Quelques jours plus tard, le 27 janvier, a eu lieu la commémoration du 75e anniversaire de la libération du camp de concentration d’Auschwitz, qui s’est déroulé dans le camp lui-même. Construit à partir de 1940 dans le sud de la Pologne occupée, il est devenu le symbole de la Shoah. La cérémonie a réuni une soixantaine de chefs d’Etat ou gouvernement et plus de deux cent survivants. À la tombée de la nuit, une marche des survivants de l’Holocauste, lumignons à la main, a eu lieu le long du chemin de fer qui avait conduit à l’époque des Juifs aux chambres à gaz. Des lumières et des fleurs ont été déposées également près d’un monument commémoratif et du « mur de la mort », où des milliers de prisonniers ont été abattus par les nazis.
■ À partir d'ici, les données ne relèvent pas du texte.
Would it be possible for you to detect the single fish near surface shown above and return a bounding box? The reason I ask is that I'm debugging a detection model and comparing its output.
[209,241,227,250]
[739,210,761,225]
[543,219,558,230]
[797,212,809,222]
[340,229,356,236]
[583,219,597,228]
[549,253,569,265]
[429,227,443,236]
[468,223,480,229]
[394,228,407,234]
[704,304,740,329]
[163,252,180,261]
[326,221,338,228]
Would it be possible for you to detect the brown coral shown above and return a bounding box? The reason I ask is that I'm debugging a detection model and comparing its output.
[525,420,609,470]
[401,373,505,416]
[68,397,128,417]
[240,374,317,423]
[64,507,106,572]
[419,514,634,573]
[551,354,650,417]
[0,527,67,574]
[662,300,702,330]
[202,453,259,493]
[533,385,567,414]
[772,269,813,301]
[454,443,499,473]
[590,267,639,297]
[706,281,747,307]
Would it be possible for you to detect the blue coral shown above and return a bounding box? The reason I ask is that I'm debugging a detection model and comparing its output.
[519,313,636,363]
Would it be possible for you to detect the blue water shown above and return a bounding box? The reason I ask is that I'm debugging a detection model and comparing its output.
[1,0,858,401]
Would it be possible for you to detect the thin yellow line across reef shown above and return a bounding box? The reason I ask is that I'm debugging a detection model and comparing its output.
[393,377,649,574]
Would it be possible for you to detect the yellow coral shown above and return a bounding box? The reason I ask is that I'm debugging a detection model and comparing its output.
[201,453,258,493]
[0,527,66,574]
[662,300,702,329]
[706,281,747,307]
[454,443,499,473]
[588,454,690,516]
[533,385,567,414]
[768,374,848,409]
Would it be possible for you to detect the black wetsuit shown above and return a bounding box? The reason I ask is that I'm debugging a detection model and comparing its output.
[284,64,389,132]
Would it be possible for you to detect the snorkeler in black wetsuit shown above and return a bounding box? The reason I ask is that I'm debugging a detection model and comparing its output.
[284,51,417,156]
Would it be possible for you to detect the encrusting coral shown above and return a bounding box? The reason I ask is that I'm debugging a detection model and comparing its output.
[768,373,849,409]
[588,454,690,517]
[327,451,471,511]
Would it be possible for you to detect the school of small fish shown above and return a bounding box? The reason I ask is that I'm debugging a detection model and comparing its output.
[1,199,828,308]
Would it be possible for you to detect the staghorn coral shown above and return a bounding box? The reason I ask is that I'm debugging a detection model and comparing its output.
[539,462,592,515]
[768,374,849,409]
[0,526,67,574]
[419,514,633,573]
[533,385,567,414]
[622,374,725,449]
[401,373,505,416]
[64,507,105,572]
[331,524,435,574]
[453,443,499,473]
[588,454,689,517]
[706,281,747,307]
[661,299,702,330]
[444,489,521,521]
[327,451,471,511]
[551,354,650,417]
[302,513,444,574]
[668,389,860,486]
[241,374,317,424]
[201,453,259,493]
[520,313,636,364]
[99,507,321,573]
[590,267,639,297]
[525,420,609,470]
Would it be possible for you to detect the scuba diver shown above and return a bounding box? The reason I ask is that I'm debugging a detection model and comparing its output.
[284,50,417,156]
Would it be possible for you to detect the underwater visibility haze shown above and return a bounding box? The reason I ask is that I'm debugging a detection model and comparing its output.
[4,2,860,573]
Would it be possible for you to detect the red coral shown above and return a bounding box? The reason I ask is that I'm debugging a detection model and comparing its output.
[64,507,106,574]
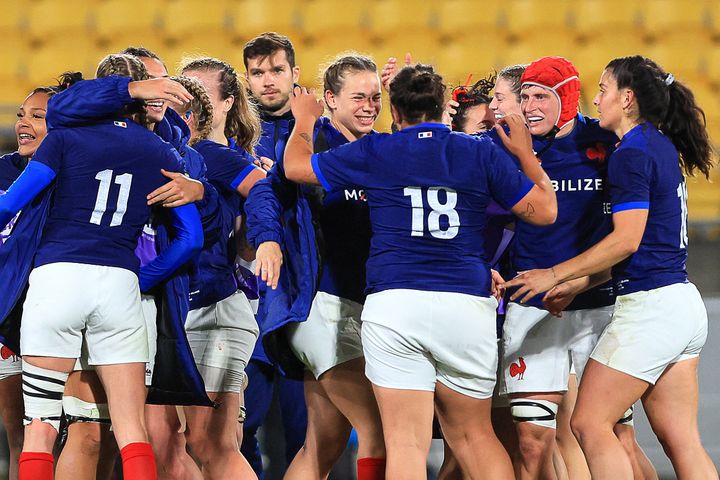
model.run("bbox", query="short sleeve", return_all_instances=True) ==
[311,135,375,191]
[30,130,65,173]
[205,145,260,193]
[608,147,651,213]
[484,142,534,210]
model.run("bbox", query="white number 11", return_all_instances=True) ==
[91,169,133,227]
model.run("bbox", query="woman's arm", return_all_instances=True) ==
[502,209,647,303]
[284,87,324,185]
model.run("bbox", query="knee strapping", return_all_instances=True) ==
[510,398,558,429]
[617,406,634,426]
[62,396,111,425]
[22,362,69,432]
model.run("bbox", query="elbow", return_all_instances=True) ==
[532,200,558,226]
[618,239,640,258]
[284,160,302,183]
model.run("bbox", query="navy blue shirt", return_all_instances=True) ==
[498,115,617,310]
[609,123,688,294]
[189,140,260,308]
[312,123,533,297]
[30,119,184,273]
[0,152,27,243]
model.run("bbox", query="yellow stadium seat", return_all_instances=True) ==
[503,0,573,37]
[94,0,162,40]
[164,34,246,75]
[701,40,720,81]
[295,33,376,86]
[227,0,303,41]
[433,33,507,86]
[0,37,30,81]
[498,31,581,70]
[365,0,438,36]
[572,0,643,38]
[640,0,712,36]
[26,0,94,40]
[435,0,503,37]
[300,0,369,38]
[372,30,442,68]
[645,32,712,80]
[687,177,720,222]
[160,0,230,42]
[24,37,97,88]
[573,31,648,88]
[0,81,36,110]
[0,2,27,31]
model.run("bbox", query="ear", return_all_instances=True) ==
[223,94,235,115]
[390,104,403,126]
[324,90,337,111]
[181,110,193,127]
[621,88,635,111]
[292,66,300,84]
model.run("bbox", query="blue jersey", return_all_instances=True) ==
[189,140,259,308]
[0,153,27,243]
[609,123,688,294]
[31,119,183,273]
[311,123,533,297]
[498,115,617,310]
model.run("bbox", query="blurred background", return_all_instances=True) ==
[0,0,718,478]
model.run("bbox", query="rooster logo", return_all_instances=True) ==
[510,357,527,380]
[0,345,18,362]
[586,143,607,163]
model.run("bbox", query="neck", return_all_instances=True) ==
[208,127,228,146]
[330,117,363,142]
[555,118,576,138]
[615,116,641,140]
[264,102,291,118]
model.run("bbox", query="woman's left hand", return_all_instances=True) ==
[501,268,558,303]
[289,86,324,122]
[147,169,204,207]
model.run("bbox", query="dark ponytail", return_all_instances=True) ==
[389,64,446,124]
[606,55,714,178]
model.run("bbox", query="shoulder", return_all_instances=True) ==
[577,115,618,146]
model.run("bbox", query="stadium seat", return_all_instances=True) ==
[0,37,30,82]
[645,32,712,80]
[164,33,245,74]
[160,0,230,42]
[365,0,438,36]
[295,32,376,85]
[702,41,720,81]
[227,0,303,40]
[0,2,27,32]
[503,0,573,37]
[435,0,504,37]
[640,0,712,36]
[434,33,507,86]
[498,32,581,70]
[573,31,647,88]
[26,0,94,40]
[572,0,643,38]
[24,37,97,88]
[300,0,368,39]
[94,0,162,40]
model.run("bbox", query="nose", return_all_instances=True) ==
[489,97,498,111]
[592,94,600,106]
[262,72,274,86]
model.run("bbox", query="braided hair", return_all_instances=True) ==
[95,54,150,124]
[181,57,261,155]
[169,75,214,145]
[389,64,446,125]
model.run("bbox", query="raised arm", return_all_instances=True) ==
[284,87,325,185]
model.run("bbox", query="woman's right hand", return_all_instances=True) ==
[128,78,193,107]
[495,113,534,159]
[380,53,413,92]
[255,241,283,289]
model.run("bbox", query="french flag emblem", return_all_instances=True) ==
[113,121,127,128]
[418,131,433,139]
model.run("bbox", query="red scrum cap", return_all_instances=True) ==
[521,56,580,130]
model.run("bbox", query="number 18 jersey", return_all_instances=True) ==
[311,123,533,297]
[31,119,183,273]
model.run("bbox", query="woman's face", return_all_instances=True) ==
[593,69,624,132]
[489,77,522,119]
[141,56,169,124]
[461,103,495,134]
[325,70,381,140]
[184,69,229,135]
[15,91,50,158]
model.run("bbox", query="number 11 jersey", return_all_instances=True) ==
[311,123,533,298]
[31,118,184,273]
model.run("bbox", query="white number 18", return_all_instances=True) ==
[403,186,460,239]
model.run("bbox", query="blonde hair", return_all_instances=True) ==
[169,75,214,145]
[180,57,261,155]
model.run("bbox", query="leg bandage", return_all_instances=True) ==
[238,405,247,424]
[22,362,69,432]
[617,406,634,426]
[62,396,111,425]
[510,398,558,429]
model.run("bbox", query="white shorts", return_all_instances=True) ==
[362,289,499,399]
[287,291,364,379]
[142,295,158,386]
[501,303,612,395]
[185,291,258,393]
[591,282,707,384]
[21,263,148,365]
[0,342,21,381]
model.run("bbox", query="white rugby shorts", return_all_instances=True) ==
[591,282,707,384]
[362,289,499,399]
[287,291,364,379]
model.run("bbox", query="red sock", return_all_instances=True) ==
[19,451,54,480]
[120,442,157,480]
[357,457,386,480]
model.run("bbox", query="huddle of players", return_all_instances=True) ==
[0,29,717,480]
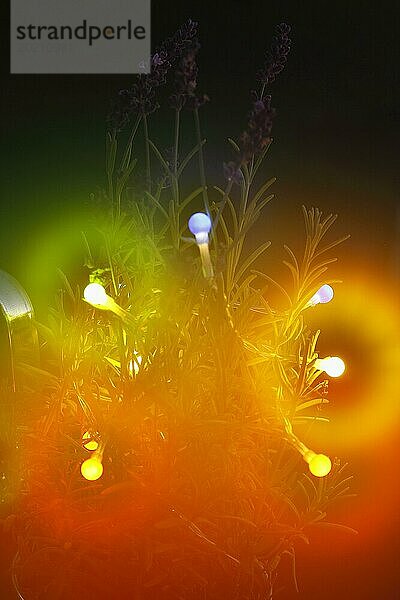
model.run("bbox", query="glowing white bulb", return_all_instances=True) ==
[128,352,142,376]
[188,213,214,279]
[83,283,109,307]
[83,281,132,322]
[308,284,334,307]
[315,356,346,377]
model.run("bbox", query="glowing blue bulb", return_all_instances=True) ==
[310,284,334,306]
[188,213,214,278]
[188,213,212,241]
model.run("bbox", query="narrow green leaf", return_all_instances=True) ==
[178,140,206,177]
[309,522,358,535]
[145,191,169,219]
[227,137,240,153]
[148,139,172,174]
[296,398,329,412]
[234,241,271,285]
[178,187,203,215]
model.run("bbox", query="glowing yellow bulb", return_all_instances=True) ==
[81,457,103,481]
[82,431,99,451]
[315,356,346,377]
[83,283,108,307]
[308,454,332,477]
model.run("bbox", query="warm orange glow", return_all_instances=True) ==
[308,281,400,452]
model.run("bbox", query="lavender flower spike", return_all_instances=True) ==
[257,23,292,87]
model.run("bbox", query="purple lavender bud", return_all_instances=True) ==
[257,23,292,87]
[223,161,243,184]
[107,19,199,128]
[239,93,276,163]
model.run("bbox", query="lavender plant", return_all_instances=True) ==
[7,21,355,600]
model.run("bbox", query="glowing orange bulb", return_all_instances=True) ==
[81,457,103,481]
[315,356,346,377]
[83,283,109,307]
[82,431,99,451]
[308,454,332,477]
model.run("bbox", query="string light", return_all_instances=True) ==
[303,451,332,477]
[314,356,346,377]
[83,282,109,308]
[83,281,132,322]
[285,420,332,478]
[307,284,334,307]
[82,431,99,451]
[188,213,214,279]
[81,456,103,481]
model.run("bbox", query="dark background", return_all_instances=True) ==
[1,1,399,598]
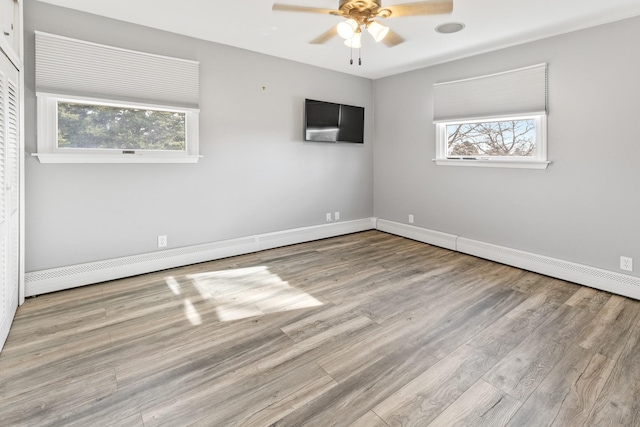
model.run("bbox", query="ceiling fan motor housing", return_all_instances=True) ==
[338,0,392,22]
[339,0,381,10]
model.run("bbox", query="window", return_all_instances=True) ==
[35,32,200,163]
[433,64,549,169]
[37,94,199,162]
[436,114,546,165]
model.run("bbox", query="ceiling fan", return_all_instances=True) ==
[272,0,454,48]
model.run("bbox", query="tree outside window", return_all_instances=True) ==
[57,102,186,151]
[446,119,536,157]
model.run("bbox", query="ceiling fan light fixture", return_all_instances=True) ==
[344,30,362,48]
[367,20,390,42]
[337,18,359,39]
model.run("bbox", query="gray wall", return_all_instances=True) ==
[24,2,374,271]
[25,2,640,280]
[374,15,640,277]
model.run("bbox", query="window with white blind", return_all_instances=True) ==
[433,64,549,169]
[34,32,201,163]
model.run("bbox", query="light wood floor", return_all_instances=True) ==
[2,231,640,426]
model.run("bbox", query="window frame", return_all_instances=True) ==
[35,93,201,164]
[434,113,549,169]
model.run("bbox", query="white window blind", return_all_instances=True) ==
[433,64,547,122]
[35,31,199,109]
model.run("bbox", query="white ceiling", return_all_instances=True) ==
[36,0,640,79]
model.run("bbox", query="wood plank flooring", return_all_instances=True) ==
[2,230,640,426]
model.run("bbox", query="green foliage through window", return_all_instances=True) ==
[57,102,186,151]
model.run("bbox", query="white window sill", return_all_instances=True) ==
[32,153,202,164]
[433,158,550,169]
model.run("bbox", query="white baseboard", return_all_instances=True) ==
[376,219,458,251]
[25,217,640,302]
[24,218,376,297]
[376,219,640,301]
[456,237,640,301]
[258,218,375,251]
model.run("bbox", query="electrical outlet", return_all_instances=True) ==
[158,235,168,248]
[326,213,332,222]
[620,256,633,272]
[335,211,340,221]
[408,214,414,224]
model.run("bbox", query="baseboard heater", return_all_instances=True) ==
[25,218,376,297]
[25,217,640,302]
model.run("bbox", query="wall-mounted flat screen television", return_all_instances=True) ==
[304,99,364,144]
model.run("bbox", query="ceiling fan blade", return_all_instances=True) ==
[385,0,453,17]
[383,29,405,47]
[310,27,338,44]
[272,4,338,15]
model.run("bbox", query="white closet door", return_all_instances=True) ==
[0,50,19,351]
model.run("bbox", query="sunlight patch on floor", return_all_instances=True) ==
[165,276,202,325]
[183,298,202,326]
[165,276,182,296]
[187,266,323,322]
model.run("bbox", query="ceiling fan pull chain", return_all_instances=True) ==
[350,45,353,65]
[359,47,362,65]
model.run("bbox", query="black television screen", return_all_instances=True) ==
[305,99,364,143]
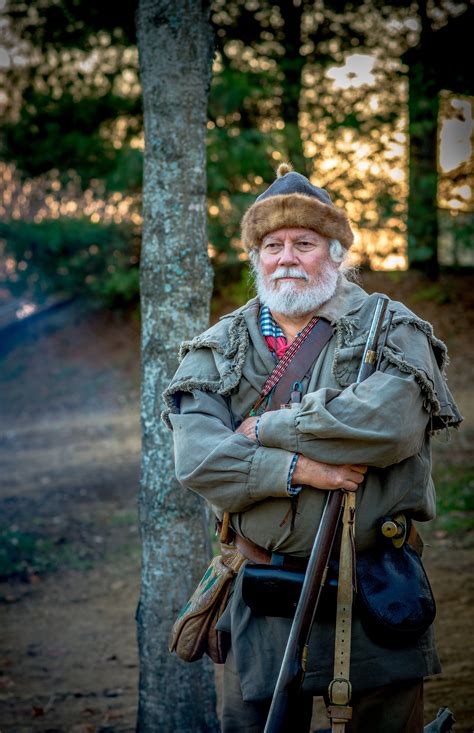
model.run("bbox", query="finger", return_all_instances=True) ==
[349,464,368,474]
[341,480,359,492]
[343,469,366,483]
[338,469,363,485]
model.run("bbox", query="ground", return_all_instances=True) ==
[0,270,472,732]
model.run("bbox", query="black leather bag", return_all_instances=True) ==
[356,542,436,647]
[242,564,306,618]
[241,544,436,647]
[241,559,338,620]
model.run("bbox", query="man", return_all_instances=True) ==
[163,164,461,732]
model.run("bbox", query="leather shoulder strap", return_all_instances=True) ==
[270,318,333,409]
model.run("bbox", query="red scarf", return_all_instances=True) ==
[264,334,289,360]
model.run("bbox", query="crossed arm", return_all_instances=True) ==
[169,367,429,513]
[236,415,367,492]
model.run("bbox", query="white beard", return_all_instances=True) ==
[254,261,339,318]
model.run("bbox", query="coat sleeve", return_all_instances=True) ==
[169,390,295,512]
[258,323,437,468]
[258,371,428,467]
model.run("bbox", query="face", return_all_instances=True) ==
[259,227,331,284]
[253,227,339,318]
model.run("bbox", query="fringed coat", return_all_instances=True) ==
[163,277,461,700]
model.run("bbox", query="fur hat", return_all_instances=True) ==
[241,163,354,251]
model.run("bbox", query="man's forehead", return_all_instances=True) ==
[262,227,325,242]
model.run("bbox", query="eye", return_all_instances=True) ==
[263,242,282,253]
[296,241,316,250]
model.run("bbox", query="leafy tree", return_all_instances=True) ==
[1,0,472,303]
[1,2,140,186]
[404,1,474,276]
[0,217,140,305]
[206,0,370,263]
[0,1,142,305]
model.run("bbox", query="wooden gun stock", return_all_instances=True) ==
[264,492,343,733]
[264,296,389,733]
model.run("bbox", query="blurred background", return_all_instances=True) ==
[0,1,472,731]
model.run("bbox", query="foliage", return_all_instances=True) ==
[1,89,142,185]
[432,467,474,533]
[0,1,142,305]
[0,218,140,305]
[0,0,472,305]
[0,527,59,579]
[206,0,387,263]
[439,209,474,268]
[410,283,452,305]
[211,261,256,319]
[1,0,141,187]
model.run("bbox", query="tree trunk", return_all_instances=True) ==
[406,1,439,278]
[136,2,218,731]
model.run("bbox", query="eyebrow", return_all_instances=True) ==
[262,237,319,245]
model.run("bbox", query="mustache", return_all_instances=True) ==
[270,267,309,282]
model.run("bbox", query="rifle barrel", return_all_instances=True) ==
[264,296,390,733]
[356,297,388,383]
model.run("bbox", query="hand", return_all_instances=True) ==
[235,416,259,442]
[292,455,367,492]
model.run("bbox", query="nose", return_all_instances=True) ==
[278,241,298,266]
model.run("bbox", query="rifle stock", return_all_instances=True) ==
[264,491,343,733]
[264,296,389,733]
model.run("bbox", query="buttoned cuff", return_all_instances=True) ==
[255,415,263,445]
[247,446,295,500]
[286,453,301,496]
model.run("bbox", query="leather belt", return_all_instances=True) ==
[217,519,308,570]
[234,532,308,572]
[219,520,420,575]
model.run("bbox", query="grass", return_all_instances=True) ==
[0,506,141,583]
[108,509,138,527]
[0,528,60,580]
[0,526,95,581]
[432,466,474,533]
[411,283,452,305]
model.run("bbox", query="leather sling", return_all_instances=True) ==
[257,317,333,412]
[222,317,334,545]
[328,491,356,732]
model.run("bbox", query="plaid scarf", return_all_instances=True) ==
[260,305,288,359]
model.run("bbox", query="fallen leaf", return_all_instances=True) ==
[0,675,15,690]
[81,707,97,716]
[110,580,124,591]
[105,710,124,721]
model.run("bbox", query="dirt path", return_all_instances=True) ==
[0,303,142,732]
[0,275,473,732]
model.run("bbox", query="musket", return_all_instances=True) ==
[264,296,390,733]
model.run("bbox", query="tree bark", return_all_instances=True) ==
[136,2,218,731]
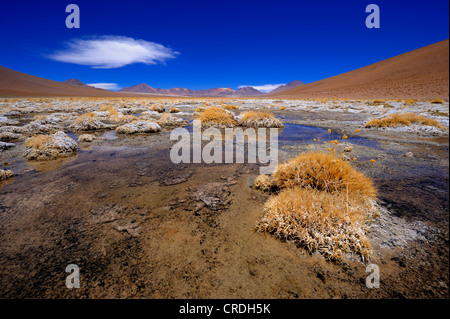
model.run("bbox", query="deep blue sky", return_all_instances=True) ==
[1,0,448,91]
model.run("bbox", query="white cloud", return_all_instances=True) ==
[238,84,286,93]
[87,83,120,90]
[49,36,179,69]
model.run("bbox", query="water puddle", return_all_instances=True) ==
[278,124,378,148]
[100,130,118,141]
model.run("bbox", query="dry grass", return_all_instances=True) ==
[24,132,78,161]
[25,134,52,149]
[157,113,188,127]
[99,104,115,112]
[253,174,275,192]
[255,187,375,261]
[107,109,137,124]
[73,112,108,130]
[0,169,14,181]
[365,113,445,130]
[430,99,445,104]
[151,105,165,113]
[169,107,181,113]
[239,111,284,128]
[403,99,417,106]
[197,106,237,128]
[272,152,377,201]
[74,112,97,124]
[223,104,239,110]
[254,151,378,261]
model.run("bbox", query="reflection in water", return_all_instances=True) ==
[278,124,378,148]
[0,176,14,190]
[26,154,79,172]
[99,130,118,141]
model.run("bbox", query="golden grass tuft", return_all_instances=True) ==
[430,99,445,104]
[223,104,239,110]
[151,105,165,113]
[104,109,137,124]
[365,113,445,130]
[272,151,377,201]
[403,99,416,106]
[253,174,275,192]
[255,187,375,261]
[0,169,14,181]
[239,111,284,128]
[99,104,115,112]
[25,134,52,149]
[74,112,97,125]
[197,106,237,128]
[254,151,378,261]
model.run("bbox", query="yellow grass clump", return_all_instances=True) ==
[73,112,108,131]
[25,134,52,149]
[24,132,78,161]
[239,111,284,128]
[365,113,445,130]
[150,105,165,113]
[107,109,137,124]
[74,112,97,124]
[197,106,237,128]
[0,169,14,181]
[272,152,377,201]
[99,104,115,112]
[254,151,378,261]
[430,99,445,104]
[255,187,375,261]
[403,99,416,106]
[223,104,239,110]
[253,174,275,192]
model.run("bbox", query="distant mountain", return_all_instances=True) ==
[233,86,264,97]
[119,83,166,94]
[269,80,305,94]
[167,88,195,95]
[62,79,93,88]
[119,84,263,97]
[195,87,235,97]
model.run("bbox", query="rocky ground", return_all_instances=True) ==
[0,97,448,298]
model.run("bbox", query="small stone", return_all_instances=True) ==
[404,152,413,157]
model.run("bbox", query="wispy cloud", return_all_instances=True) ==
[48,36,179,69]
[87,83,120,90]
[238,84,286,93]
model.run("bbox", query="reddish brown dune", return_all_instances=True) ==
[0,65,124,97]
[269,39,449,99]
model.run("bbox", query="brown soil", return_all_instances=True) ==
[0,124,448,298]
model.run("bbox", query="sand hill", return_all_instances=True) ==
[269,39,449,99]
[0,66,120,97]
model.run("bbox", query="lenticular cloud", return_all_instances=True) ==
[49,36,179,69]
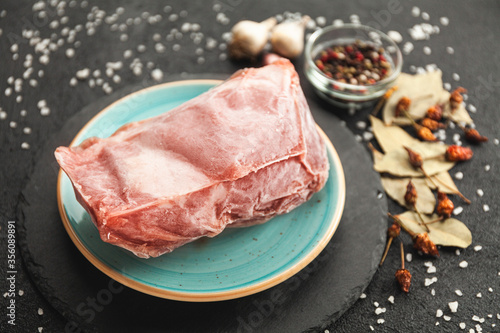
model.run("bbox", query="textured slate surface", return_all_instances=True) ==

Les survivants étaient vêtus de bonnets et d’écharpes à rayures bleues et blanches afin de rappeler les uniformes des prisonniers du camp. Les derniers survivants de la Shoah, témoins directs des atrocités, étaient au centre de l’attention.
Cette commémoration a par ailleurs eu lieu dans un contexte de montée de l’antisémitisme dans le monde, alors que des partis d’extrême droite en Europe prennent de l’ampleur et que des groupes de suprémacistes blancs aux Etats Unis se forment. Ronald Lauder, président du Congrès juif mondial a dénoncé dans son discours que : « Il est honteux que 75 ans plus tard, ils (les survivants d'Auschwitz N.D.A) voient leurs petits-enfants à nouveau confrontés à la même haine... cela ne doit jamais être toléré ». Le président polonais Andrzej Duda a invalidé lui, le négationnisme et le révisionnisme historique. Les présidents d’Israël, d’Allemagne et d’Ukraine, le Premier ministre français et des représentants des Etats-Unis et de la Russie étaient présents. Le président russe Poutine n’a pas été invité suite aux accusations de ce dernier envers la Pologne.
Ces deux cérémonies commémoratives ont eu pour objectif de rappeler les atrocités de la Seconde Guerre mondiale, que les générations présentes et futures ne doivent pas oublier. Les différentes attaques antisémites et les mouvements extrémistes qui se sont développés ces derniers mois montrent une tendance inverse. Enfin, les tensions entre la Russie et la Pologne révèlent une opposition politique et mémorielle entre les deux pays.